Un produit peut être excellent et tout de même échouer à trouver son marché. Le problème n’est pas toujours l’offre elle-même : il se situe souvent dans la façon de la présenter, de la vendre et de la déployer. Structurer une stratégie go-to-market consiste précisément à transformer une proposition de valeur en plan d’exécution commercial crédible, avec des clients ciblés, des canaux réalistes, un budget cohérent et des résultats mesurables.

Pour un entrepreneur qui prépare une demande de prêt, une levée de fonds ou un dossier destiné à un incubateur, cette stratégie ne doit pas être une simple section marketing. Elle doit démontrer que les prévisions de ventes reposent sur une démarche concrète. Une banque ou un investisseur ne finance pas seulement une idée : il évalue la capacité du projet à rejoindre ses clients, à convertir des ventes et à générer des revenus de façon soutenable.

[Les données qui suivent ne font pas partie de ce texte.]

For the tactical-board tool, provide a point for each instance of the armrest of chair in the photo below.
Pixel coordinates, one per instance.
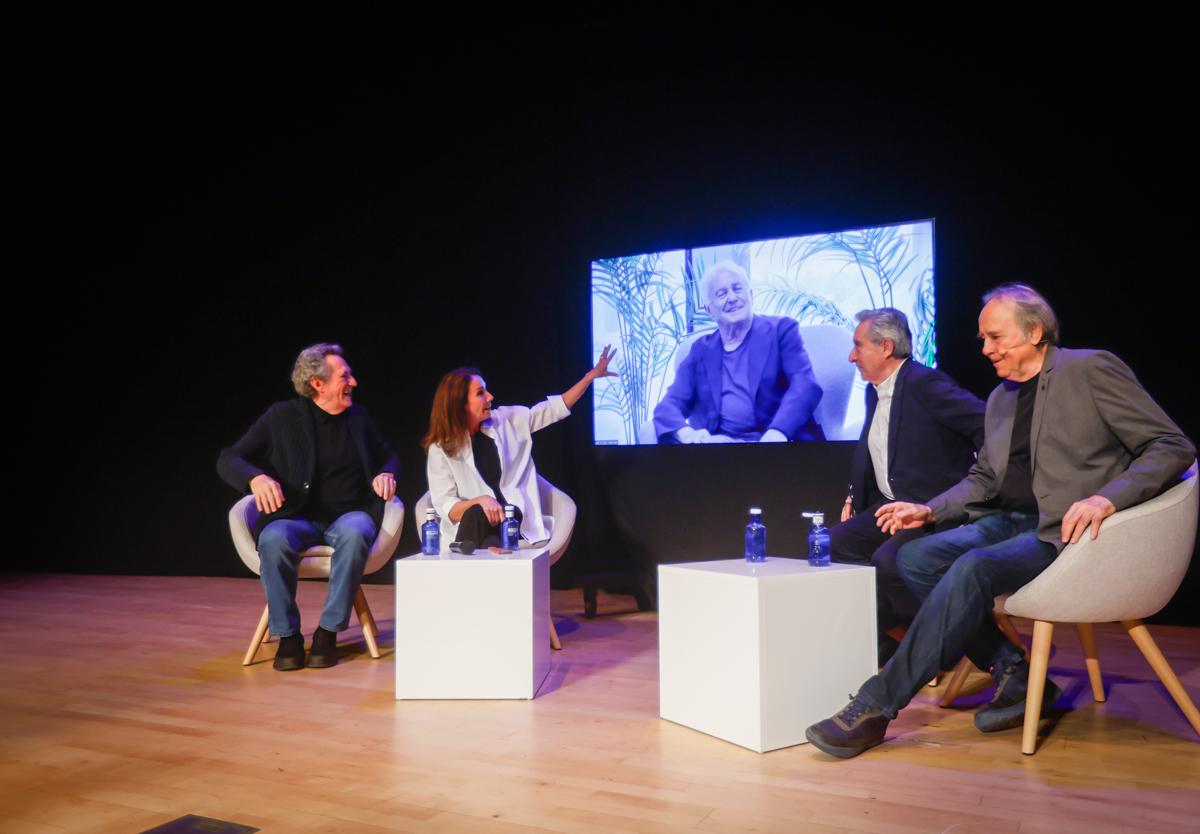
(389, 535)
(243, 516)
(1129, 571)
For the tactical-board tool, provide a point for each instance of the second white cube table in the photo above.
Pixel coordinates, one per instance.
(472, 627)
(754, 653)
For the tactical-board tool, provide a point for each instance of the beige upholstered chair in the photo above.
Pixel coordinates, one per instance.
(1127, 574)
(315, 564)
(556, 504)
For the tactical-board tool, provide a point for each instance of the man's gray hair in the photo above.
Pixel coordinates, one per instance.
(718, 269)
(888, 323)
(1030, 309)
(310, 365)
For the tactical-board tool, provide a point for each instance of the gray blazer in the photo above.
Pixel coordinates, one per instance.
(1095, 431)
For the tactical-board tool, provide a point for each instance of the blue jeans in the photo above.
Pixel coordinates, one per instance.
(958, 574)
(351, 537)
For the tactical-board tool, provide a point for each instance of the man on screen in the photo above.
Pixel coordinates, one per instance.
(750, 381)
(321, 473)
(1069, 438)
(921, 436)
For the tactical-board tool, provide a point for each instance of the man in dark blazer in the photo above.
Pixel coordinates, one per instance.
(1071, 438)
(749, 381)
(321, 473)
(922, 442)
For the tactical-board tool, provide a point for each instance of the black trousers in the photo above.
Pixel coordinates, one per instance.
(858, 541)
(474, 526)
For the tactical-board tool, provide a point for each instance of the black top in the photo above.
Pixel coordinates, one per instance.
(1017, 491)
(282, 443)
(487, 462)
(337, 485)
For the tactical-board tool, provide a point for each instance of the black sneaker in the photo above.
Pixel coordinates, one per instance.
(323, 653)
(289, 657)
(1007, 706)
(856, 729)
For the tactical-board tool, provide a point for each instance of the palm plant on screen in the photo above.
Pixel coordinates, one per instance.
(924, 343)
(879, 256)
(649, 325)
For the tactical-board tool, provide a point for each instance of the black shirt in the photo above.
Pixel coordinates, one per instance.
(487, 462)
(339, 484)
(1017, 490)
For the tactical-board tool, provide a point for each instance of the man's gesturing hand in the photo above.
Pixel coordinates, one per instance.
(268, 495)
(901, 516)
(1084, 514)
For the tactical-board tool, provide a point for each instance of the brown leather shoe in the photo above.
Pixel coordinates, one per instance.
(856, 729)
(323, 653)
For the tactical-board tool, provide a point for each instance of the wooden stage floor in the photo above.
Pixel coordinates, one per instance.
(126, 706)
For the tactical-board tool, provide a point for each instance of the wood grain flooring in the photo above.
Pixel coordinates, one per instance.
(125, 706)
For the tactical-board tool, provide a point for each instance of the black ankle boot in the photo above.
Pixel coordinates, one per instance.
(323, 653)
(289, 657)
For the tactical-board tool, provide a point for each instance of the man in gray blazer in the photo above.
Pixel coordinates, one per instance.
(1071, 438)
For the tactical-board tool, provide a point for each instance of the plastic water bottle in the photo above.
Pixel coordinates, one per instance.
(510, 529)
(431, 534)
(819, 540)
(756, 537)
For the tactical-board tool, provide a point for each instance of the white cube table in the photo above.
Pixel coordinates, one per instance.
(755, 653)
(472, 627)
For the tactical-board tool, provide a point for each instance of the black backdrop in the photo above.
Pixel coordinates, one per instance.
(203, 192)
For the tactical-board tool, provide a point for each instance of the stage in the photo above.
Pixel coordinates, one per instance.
(126, 706)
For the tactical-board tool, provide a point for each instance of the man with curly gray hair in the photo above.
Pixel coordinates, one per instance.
(321, 473)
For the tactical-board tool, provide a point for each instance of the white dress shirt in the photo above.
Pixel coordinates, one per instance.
(455, 478)
(877, 436)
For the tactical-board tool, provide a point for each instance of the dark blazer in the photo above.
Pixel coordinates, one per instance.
(786, 395)
(282, 444)
(934, 432)
(1095, 431)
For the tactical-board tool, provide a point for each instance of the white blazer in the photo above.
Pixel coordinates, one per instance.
(455, 478)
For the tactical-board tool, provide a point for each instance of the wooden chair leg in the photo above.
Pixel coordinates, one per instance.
(367, 622)
(1140, 635)
(259, 637)
(1039, 661)
(366, 610)
(958, 677)
(1092, 660)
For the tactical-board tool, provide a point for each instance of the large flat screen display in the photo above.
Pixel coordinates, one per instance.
(750, 342)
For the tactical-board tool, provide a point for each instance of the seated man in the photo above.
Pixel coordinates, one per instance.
(1071, 438)
(750, 381)
(321, 473)
(919, 437)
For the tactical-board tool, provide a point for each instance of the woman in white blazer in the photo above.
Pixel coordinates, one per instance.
(480, 459)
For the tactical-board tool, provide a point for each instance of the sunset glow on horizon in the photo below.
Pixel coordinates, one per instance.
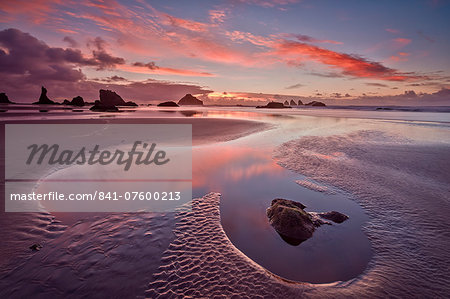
(235, 51)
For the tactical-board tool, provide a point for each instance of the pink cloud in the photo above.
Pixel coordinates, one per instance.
(186, 24)
(401, 56)
(152, 68)
(401, 42)
(393, 31)
(350, 65)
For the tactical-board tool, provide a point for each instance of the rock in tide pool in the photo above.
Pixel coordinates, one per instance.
(294, 224)
(101, 107)
(290, 220)
(189, 100)
(168, 104)
(334, 216)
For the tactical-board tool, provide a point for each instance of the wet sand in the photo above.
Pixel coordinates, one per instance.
(188, 253)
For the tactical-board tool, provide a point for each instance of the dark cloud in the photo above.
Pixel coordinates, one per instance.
(27, 63)
(295, 86)
(327, 75)
(72, 42)
(376, 84)
(151, 65)
(100, 57)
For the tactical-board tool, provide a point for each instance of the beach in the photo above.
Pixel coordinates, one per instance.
(388, 175)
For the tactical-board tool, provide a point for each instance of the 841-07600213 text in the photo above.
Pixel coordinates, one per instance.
(99, 195)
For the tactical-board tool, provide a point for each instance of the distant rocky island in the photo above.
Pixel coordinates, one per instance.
(43, 99)
(76, 101)
(109, 100)
(190, 100)
(275, 105)
(168, 104)
(316, 104)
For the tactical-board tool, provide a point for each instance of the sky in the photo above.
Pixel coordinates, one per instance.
(228, 52)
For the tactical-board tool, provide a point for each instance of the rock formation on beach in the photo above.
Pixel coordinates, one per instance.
(334, 216)
(189, 100)
(77, 101)
(168, 104)
(275, 105)
(294, 224)
(110, 98)
(43, 99)
(316, 103)
(108, 102)
(102, 107)
(4, 99)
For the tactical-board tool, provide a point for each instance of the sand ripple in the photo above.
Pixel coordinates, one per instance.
(202, 262)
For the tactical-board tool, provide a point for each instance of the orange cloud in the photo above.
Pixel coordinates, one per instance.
(393, 31)
(37, 11)
(401, 42)
(144, 69)
(351, 65)
(186, 24)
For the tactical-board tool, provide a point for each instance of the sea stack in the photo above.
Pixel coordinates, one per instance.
(168, 104)
(274, 105)
(190, 100)
(110, 98)
(4, 99)
(43, 99)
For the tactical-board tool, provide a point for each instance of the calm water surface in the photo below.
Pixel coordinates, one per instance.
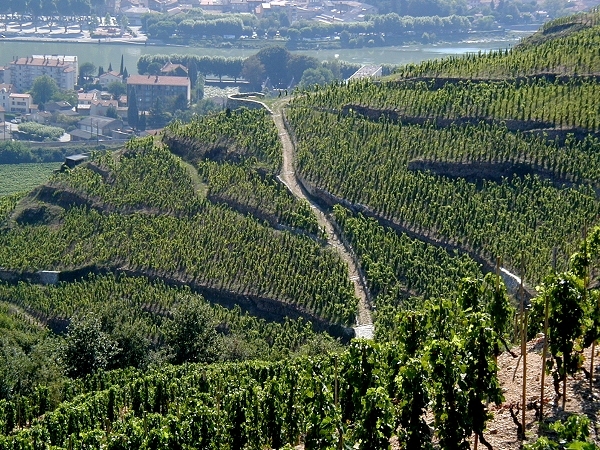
(103, 54)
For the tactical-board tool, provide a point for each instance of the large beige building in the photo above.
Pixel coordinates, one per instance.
(22, 72)
(148, 88)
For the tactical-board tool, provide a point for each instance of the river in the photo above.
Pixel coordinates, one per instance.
(103, 54)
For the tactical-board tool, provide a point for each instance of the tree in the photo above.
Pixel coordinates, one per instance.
(43, 89)
(253, 71)
(154, 68)
(275, 59)
(297, 64)
(117, 88)
(320, 76)
(191, 334)
(85, 71)
(87, 348)
(132, 109)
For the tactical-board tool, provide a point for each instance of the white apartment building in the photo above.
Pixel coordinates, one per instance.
(20, 103)
(5, 90)
(23, 71)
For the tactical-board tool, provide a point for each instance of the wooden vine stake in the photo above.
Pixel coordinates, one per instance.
(586, 282)
(523, 350)
(545, 349)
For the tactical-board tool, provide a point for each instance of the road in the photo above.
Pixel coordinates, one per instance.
(364, 321)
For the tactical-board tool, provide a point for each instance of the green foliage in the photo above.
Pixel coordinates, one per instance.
(12, 152)
(43, 89)
(573, 433)
(38, 132)
(191, 334)
(87, 348)
(368, 164)
(567, 311)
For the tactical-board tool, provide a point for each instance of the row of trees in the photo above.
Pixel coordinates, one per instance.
(444, 358)
(125, 322)
(367, 163)
(51, 7)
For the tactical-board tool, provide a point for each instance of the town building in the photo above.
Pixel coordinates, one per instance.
(109, 77)
(20, 103)
(149, 88)
(100, 107)
(5, 90)
(96, 127)
(24, 71)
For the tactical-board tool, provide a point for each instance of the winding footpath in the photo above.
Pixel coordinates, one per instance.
(364, 321)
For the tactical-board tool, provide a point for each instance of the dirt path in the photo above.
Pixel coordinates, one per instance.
(364, 325)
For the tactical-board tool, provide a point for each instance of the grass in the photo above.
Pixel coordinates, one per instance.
(24, 177)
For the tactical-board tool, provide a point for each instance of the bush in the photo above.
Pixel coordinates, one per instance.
(15, 152)
(38, 132)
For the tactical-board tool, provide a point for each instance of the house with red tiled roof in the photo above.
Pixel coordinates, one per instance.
(149, 88)
(109, 77)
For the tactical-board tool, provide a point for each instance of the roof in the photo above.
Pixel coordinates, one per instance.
(98, 121)
(158, 80)
(137, 10)
(111, 73)
(81, 134)
(50, 61)
(86, 96)
(170, 67)
(105, 103)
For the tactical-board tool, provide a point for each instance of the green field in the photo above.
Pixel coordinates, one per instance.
(24, 177)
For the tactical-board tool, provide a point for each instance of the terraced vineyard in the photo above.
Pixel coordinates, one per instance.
(429, 178)
(16, 178)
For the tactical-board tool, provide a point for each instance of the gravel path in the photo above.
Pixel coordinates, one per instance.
(364, 320)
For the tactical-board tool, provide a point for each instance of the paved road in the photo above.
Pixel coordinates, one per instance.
(364, 327)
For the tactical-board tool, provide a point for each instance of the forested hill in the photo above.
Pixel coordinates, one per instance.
(200, 297)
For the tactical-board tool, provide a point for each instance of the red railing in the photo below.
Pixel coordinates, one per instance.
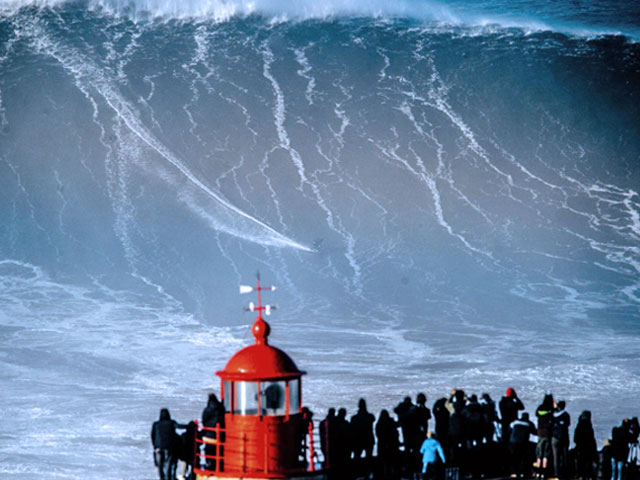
(212, 445)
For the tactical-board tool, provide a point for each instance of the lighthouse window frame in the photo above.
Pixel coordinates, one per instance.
(273, 397)
(245, 398)
(294, 395)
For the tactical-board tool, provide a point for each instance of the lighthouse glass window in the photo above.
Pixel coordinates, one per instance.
(294, 396)
(273, 398)
(245, 398)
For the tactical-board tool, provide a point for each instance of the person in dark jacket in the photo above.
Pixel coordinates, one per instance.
(388, 443)
(475, 421)
(586, 447)
(491, 417)
(560, 439)
(544, 412)
(509, 407)
(327, 435)
(406, 413)
(163, 438)
(186, 446)
(342, 442)
(619, 449)
(212, 417)
(362, 431)
(521, 430)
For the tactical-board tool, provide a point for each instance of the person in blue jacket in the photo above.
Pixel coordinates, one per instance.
(430, 451)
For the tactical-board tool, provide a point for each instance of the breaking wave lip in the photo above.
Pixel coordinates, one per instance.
(436, 13)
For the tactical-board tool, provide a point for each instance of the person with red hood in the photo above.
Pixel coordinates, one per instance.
(509, 407)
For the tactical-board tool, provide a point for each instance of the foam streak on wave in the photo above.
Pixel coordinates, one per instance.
(88, 75)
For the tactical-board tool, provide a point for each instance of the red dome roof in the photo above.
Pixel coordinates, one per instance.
(259, 362)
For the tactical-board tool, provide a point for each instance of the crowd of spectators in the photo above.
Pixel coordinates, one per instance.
(466, 436)
(460, 437)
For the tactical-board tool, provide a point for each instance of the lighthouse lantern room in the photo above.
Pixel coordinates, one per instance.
(266, 433)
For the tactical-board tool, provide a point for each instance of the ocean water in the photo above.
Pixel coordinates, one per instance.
(445, 194)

Commencer par le problème que vous résolvez

Une stratégie go-to-market solide débute rarement par le choix d’une plateforme publicitaire. Elle commence par une compréhension précise du problème client. Quel irritant votre entreprise élimine-t-elle? Quel gain concret procure-t-elle : économies, rapidité, conformité, commodité, revenus supplémentaires ou réduction du risque?

La réponse doit être assez claire pour qu’un client potentiel comprenne pourquoi il devrait modifier ses habitudes ou changer de fournisseur. Par exemple, une entreprise qui offre un logiciel de gestion ne vend pas seulement des fonctionnalités. Elle peut vendre une réduction du temps administratif, une meilleure visibilité sur les opérations ou une diminution des erreurs coûteuses.

Cette distinction a un effet direct sur votre mise en marché. Un client qui subit une douleur urgente sera plus sensible à une démonstration de retour sur investissement qu’à un message axé sur l’innovation. À l’inverse, un produit de consommation nouveau devra souvent travailler davantage la notoriété, la preuve sociale et l’expérience de marque.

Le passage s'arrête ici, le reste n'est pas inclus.